Precisa de ajuda?
Faça aqui a sua pesquisa
A voz de defesa que a Igreja (não) tem na sociedade
18.09.2019 13:07:00
O assassinato da Ir. Maria Antónia, Tona, como era chamada na sua comunidade, chocou toda a comunidade religiosa em Portugal. Aparentemente, e como fez notar D. Manuel Linda, bispo do Porto, numa mensagem publicada no site da diocese, não chocou mais ninguém, o que é incompreensível.

À parte das notícias de jornal a dar conta da violação e assassinato da religiosa, e das óbvias reações de pesar e dor da comunidade religiosa em Portugal, mais ninguém veio a terreiro mostrar-se chocado ou criticar o processo que levou à morte da religiosa às mãos de um sujeito que já estava sinalizado pela justiça com antecedentes criminais e mandados de captura. «Com honrosa exceção da Câmara Municipal de São João da Madeira, nenhum político, nenhum (e nenhuma…) deputado desses radicais, nenhum organismo que diz defender os direitos humanos, nenhuma feminista veio condenar o ato. Nenhum e nenhuma! Porquê? Porventura porque, para elas (e para eles…) as vidas perdem valor se se tratar de pessoas afetas à Igreja.
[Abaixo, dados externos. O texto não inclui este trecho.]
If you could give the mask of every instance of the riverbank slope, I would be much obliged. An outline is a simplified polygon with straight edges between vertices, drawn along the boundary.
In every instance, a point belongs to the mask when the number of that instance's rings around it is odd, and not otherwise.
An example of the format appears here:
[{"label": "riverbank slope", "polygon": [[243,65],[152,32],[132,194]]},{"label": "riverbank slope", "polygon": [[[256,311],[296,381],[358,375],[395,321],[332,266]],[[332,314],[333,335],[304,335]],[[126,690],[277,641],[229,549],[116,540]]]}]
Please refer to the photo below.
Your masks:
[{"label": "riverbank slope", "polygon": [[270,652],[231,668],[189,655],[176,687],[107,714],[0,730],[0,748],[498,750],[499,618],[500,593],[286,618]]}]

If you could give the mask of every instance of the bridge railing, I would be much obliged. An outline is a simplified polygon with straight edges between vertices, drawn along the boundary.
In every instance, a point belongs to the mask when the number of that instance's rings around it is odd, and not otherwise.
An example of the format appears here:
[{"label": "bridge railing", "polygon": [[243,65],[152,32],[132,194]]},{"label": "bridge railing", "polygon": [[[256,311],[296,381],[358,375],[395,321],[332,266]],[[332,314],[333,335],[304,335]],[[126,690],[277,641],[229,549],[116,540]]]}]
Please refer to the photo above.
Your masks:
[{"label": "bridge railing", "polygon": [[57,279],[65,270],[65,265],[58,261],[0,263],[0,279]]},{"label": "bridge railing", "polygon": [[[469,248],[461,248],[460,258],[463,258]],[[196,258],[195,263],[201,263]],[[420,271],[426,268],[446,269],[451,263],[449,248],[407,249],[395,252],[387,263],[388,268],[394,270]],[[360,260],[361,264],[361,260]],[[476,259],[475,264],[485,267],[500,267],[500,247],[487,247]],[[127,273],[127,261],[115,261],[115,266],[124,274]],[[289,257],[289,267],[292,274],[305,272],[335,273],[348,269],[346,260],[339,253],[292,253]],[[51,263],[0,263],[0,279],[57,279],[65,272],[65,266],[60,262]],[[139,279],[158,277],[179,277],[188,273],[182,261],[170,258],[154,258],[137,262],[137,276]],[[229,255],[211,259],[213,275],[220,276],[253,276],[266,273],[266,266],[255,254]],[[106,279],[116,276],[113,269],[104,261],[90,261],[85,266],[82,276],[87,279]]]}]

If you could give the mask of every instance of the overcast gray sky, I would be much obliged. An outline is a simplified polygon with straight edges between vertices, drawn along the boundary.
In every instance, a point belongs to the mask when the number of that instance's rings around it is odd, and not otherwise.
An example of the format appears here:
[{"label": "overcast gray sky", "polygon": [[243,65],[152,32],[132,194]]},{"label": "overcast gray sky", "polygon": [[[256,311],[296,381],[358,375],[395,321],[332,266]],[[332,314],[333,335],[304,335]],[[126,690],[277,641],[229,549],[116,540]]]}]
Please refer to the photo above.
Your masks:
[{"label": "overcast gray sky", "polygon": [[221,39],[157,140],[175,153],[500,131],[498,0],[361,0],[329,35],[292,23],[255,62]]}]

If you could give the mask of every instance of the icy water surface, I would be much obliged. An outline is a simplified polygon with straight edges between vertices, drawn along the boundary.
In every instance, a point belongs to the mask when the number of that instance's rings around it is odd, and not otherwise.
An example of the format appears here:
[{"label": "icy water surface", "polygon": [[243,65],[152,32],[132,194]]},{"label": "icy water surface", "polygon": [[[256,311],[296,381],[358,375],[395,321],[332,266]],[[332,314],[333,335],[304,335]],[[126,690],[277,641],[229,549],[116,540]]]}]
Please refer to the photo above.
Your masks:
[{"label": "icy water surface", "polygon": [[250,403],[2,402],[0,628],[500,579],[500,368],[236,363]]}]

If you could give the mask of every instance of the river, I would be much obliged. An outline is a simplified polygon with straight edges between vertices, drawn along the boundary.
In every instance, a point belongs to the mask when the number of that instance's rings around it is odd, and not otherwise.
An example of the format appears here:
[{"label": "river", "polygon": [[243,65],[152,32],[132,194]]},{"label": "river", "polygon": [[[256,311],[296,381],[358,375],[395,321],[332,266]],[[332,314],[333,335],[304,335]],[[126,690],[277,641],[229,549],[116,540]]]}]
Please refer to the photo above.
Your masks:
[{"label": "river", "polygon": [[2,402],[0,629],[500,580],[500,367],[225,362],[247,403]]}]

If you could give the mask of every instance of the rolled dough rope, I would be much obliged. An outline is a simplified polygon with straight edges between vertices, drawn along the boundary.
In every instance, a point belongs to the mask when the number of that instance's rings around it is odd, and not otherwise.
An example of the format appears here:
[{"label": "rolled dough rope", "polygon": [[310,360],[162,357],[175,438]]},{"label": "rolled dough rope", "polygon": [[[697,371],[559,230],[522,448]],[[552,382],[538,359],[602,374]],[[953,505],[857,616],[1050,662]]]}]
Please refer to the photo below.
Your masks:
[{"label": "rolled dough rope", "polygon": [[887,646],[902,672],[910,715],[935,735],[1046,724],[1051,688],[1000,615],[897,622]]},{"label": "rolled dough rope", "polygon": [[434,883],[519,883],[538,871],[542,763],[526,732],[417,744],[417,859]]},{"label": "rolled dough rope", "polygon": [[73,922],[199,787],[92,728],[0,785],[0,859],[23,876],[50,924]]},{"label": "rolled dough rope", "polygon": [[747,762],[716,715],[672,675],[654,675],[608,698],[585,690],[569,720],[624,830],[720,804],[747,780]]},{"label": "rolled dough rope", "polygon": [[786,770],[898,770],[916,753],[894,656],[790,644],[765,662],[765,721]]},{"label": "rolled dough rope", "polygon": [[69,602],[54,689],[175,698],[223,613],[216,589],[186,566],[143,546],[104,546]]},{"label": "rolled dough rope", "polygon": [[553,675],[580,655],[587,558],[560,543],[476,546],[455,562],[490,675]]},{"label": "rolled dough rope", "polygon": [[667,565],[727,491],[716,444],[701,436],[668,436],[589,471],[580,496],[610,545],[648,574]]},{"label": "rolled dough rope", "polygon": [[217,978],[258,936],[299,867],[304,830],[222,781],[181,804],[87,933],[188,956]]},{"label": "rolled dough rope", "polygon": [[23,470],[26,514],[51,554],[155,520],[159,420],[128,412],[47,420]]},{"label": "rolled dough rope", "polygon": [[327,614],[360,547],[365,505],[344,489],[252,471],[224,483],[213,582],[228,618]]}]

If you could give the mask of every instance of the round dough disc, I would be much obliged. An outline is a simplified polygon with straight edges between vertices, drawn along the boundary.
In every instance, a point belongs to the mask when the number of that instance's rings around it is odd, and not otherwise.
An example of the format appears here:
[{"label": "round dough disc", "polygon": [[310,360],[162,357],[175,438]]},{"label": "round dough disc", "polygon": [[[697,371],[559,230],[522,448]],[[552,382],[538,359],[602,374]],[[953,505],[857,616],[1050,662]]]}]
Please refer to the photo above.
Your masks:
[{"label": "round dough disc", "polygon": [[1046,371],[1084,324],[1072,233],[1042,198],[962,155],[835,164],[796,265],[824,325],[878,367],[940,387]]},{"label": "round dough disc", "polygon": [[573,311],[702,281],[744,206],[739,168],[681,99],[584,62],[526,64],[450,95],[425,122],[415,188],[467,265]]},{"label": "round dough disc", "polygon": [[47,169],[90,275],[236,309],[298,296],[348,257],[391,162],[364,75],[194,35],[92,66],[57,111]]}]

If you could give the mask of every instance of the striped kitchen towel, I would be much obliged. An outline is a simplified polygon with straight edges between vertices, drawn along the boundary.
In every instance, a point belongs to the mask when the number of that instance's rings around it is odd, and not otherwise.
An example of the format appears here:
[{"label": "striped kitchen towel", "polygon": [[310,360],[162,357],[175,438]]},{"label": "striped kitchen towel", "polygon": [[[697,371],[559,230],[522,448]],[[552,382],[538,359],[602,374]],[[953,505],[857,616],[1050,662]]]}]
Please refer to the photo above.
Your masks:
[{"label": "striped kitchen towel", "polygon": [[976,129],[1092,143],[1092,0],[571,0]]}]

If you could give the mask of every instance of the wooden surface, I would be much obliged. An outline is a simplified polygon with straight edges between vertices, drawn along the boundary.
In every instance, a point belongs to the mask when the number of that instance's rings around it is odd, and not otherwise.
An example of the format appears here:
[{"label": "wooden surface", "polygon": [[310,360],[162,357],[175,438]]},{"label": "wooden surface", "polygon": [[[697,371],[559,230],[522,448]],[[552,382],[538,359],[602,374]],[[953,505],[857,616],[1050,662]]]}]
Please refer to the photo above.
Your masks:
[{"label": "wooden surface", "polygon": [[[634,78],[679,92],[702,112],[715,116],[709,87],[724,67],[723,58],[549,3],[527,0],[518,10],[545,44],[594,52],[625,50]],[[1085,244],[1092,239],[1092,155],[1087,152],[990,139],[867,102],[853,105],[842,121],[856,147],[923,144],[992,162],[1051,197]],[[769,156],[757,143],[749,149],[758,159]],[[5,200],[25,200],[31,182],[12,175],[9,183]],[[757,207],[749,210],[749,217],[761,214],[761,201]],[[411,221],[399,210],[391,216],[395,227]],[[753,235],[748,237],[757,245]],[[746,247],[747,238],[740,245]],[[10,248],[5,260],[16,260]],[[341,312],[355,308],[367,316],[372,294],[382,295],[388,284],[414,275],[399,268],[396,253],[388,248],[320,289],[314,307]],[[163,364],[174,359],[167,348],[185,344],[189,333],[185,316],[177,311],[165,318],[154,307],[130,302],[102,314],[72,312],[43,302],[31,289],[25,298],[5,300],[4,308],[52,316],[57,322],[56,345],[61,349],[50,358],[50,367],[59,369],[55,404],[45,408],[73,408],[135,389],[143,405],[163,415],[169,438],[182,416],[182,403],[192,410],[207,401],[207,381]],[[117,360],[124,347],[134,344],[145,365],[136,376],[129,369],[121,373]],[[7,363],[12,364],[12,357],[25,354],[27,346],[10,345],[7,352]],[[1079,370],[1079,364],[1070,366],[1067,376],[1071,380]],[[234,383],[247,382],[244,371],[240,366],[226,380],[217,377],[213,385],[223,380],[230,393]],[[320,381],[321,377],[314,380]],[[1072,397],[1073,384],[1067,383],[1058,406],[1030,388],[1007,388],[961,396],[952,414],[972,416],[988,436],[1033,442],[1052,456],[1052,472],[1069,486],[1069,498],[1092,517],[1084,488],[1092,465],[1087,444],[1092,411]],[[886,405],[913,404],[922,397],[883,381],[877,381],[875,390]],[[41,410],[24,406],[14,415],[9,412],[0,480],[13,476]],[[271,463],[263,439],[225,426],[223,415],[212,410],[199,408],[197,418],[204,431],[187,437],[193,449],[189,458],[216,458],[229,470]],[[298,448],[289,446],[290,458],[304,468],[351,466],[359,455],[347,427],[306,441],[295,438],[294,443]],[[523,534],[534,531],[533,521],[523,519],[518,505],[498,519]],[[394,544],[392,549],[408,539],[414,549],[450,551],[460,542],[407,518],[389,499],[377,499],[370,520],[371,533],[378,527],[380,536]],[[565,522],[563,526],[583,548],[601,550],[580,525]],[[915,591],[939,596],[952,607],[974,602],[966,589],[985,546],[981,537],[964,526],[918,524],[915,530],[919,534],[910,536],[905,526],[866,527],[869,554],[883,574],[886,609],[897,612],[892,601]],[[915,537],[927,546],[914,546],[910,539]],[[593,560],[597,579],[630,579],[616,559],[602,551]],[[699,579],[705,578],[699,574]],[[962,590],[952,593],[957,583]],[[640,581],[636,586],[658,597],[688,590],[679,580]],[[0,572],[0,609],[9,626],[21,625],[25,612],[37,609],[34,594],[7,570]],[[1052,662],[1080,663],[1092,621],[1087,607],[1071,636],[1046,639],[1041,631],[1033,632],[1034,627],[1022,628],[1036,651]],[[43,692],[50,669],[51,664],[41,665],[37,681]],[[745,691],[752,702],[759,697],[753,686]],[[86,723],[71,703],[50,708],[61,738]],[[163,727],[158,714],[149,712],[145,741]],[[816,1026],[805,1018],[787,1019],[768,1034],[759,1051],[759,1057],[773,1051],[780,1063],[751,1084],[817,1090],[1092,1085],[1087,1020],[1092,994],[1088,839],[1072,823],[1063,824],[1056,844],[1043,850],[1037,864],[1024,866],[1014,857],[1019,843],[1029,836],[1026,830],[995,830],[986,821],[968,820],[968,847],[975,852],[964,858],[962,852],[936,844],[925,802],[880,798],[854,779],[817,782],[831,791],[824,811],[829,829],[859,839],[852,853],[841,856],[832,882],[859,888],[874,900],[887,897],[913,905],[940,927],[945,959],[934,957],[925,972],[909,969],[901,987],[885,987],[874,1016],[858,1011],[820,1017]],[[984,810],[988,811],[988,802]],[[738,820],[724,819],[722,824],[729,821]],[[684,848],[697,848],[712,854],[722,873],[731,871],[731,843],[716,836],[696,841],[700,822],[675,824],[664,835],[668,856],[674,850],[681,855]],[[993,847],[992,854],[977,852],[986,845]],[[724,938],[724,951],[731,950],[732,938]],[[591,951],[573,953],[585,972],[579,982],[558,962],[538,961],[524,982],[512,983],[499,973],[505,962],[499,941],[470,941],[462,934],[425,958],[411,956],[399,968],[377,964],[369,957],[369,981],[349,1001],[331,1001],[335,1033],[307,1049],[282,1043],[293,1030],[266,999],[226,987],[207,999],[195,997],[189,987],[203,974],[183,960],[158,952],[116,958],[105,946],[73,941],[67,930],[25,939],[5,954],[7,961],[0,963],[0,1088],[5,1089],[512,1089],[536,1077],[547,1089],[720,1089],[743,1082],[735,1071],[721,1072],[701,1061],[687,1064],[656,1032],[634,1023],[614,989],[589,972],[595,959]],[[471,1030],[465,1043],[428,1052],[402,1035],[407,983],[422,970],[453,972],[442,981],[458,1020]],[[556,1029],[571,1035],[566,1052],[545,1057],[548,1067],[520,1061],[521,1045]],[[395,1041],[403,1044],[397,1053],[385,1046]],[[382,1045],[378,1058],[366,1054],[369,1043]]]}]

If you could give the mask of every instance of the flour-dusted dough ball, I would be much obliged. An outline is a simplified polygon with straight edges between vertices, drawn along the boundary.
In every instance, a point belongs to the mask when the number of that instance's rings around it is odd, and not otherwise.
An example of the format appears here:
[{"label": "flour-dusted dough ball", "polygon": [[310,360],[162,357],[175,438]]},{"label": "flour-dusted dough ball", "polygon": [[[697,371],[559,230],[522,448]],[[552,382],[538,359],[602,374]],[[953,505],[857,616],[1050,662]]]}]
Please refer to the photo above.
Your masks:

Sumamente, se defenderem a sua honra», escreve o bispo do Porto na sua mensagem.

Efetivamente, a rapidez com que instituições e opinião pública criticam a Igreja Católica em muitas das suas falhas não encontra retorno quando o interesse é colocar-se ao lado desta num momento de dor, sofrimento e assunção de responsabilidades por um ato medonho que nunca deveria ter acontecido.

Este suspeito, pasme-se, passou 16 anos preso por duas violações anteriores e, após ter sido identificado como suspeito num caso de tentativa de violação, foi preciso aguardar 20 dias para que a PSP pudesse executar um mandado de captura em seu nome... alguém que tinha marcações numa casa de recuperação e que nunca apareceu, e que tem os antecedentes que a lei conhece, tenta de novo cometer o mesmo crime e a justiça demora tanto tempo a ser executada que alguém morre por causa disso. Sobre isto, não há uma palavra de governantes, de oposição, de associações de defesa da mulher... porquê?

A grande questão, aqui, é o exercício a que somos chamados a fazer, a bem da coerência: se fosse uma figura pública a quem isto sucedesse, ou se fosse sequer uma mulher não ligada à Igreja, quantos não viriam à praça pública unir-se à dor da família, criticar o sistema de justiça e segurança do nosso país, pedir responsabilidades, ou juntar esta vítima ao rol preocupante de vítimas de violência que aumenta cada vez mais na nossa sociedade?

Porque é que não falam agora? O desejo de ignorar a presença da Igreja na sociedade, o seu trabalho em prol dos mais necessitados, tão radical que chega a levar a vida de quem o pratica, é tão forte que leva todas as associações de defesa da vítima, de defesa da mulher, a ficarem caladas perante este abominável ato?

A posição da Igreja e o seu papel na sociedade é essencial, para crentes ou não. E o seu trabalho em prol dos mais carenciados, dos que sofrem, crentes ou não crentes, é essencial, tem de ser defendido, apoiado e louvado. São incontáveis as vezes em que acontecimentos difíceis na sociedade recebem da Igreja uma palavra amiga, de oração e de consolo. Não podemos fingir que estas coisas não acontecem, ou achar que, como foi uma "freirinha", não merece a nossa atenção e a nossa dor.